The new cultivar can be readily distinguished from common Elaeagnus ebbingei plants in view of the unusual appearance of the foliage. For example, the common plants of the species display leaves that are of a solid green coloration unlike the variegated green margined with yellow leaves of the new cultivar of the present invention. The new cultivar further can be readily distinguished from the `Gilt Edge` cultivar (non-patented in the United States) which also displays leaves having a variegated coloration. More specifically, the new cultivar is considerably more vigorous, displays a more upright growth habit, and forms leaves wherein the upper surfaces are darker green in coloration and are irregularly margined with darker yellow.
Asexual reproduction of the new cultivar by the use of cuttings has been carried out at Toulouse, France. Such propagation has confirmed that the unique combination of characteristics of the new cultivar has been stably established and is well transmitted to successive generations.
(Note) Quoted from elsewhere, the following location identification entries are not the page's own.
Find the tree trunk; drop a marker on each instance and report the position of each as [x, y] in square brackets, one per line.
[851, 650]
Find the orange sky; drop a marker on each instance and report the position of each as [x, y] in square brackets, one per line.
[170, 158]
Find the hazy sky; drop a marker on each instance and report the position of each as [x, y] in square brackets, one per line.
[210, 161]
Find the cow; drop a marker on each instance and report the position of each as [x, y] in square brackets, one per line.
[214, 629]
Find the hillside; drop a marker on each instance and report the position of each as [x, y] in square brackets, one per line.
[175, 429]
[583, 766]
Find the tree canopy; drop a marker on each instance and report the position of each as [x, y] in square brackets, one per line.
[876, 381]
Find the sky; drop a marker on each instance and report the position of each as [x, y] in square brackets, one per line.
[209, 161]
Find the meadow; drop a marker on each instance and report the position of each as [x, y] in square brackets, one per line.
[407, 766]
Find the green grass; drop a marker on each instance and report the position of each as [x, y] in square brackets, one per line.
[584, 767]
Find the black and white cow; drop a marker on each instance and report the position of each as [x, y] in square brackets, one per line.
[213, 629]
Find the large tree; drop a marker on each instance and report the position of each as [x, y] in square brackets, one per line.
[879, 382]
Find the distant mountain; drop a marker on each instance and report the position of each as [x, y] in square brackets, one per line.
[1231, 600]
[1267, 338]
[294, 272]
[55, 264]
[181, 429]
The new cultivar asexually reproduces in a true-to-type manner.
The new cultivar has been named `Viveleg`.
BRIEF DESCRIPTION OF THE PHOTOGRAPHS
The accompanying photographs show as nearly true as it is reasonably possible to make the same in a color illustration of this character, typical mature plants of the new cultivar at an age of approximately five years while being grown outdoors in the landscape at Toulouse, France.
FIG. 1 shows a whole plant of the new cultivar while displaying the upright and dense growth habit.
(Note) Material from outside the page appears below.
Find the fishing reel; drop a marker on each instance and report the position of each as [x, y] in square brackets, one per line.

FIG. 2 shows a close view of the distinctive variegated green foliage of new cultivar wherein the green leaves are irregularly margined with yellow.
The following is a detailed description of the new cultivar of the present invention which was prepared while observing mature plants at an age of approximately five years growing outdoors in the landscape during the summer at Toulouse, France. Color terminology is in accordance with the R.H.S. Colour Chart of The Royal Horticultural Society, London, England, except when general color terms are used which are to be accorded their customary dictionary significance. Type: Shrub for landscape usage. Plant: Type.--evergreen. Growth habit.--upright and dense. Height.--approximately 2 to 2.5 m on average when mature. Width.--Approximately 1.5 to 2 m on average when mature. Branches.--near Brown Group 200D in coloration, and somewhat rough in texture. Foliage: Shape.--generally elliptic. Apex.--acute. Base.--cuneate. Margin.--somewhat wavy. Venation.--possesses a prominent central lighter green vein that is near Yellow-Green Group 144-D in coloration. Texture.--somewhat glossy upper surface, and somewhat rough with tiny scales on both surfaces. Color.--when immature the leaves commonly are near Yellow-White Group 158D on the upper surface and near White Group 155A and White Group 155B on the under surface, and when mature the leaves commonly are near Green Group 137A on the upper surface with irregular margins of Yellow Group 13A and on the under surface near Greyed-White Group 156B in the substantial absence of variegation. Petiole.--typically approximately 1 to 1.4 cm in length, approximately 2 mm in diameter, rough in texture, and near Grey-Brown Group N199 in coloration. Inflorescence: Blooming.--commonly occurs during September and October. Configuration.--as a small bell. Size.--commonly approximately 8 to 10 mm in length. Fragrance.--strong and similar to that of Hyacinth and green lemon. Lastingness.--commonly approximately one month. Color.--near White Group 155C. Drupe.--commonly near Red Group 39A, and approximately 1 cm in diameter on average. Development: Disease tolerance/resistance.--no disease problem has been observed during observations to date. Resistance to cold.--has withstood temperatures as low as -15° C. Resistance to heat.--has withstood temperatures as high as 45° C.
The new cultivar has not been observed under all possible environmental condition to date. Accordingly, it is possible that the phenotype may vary somewhat with variation in the environment, such as temperature, light intensity, day length, and other cultural conditions without variance of the genotype.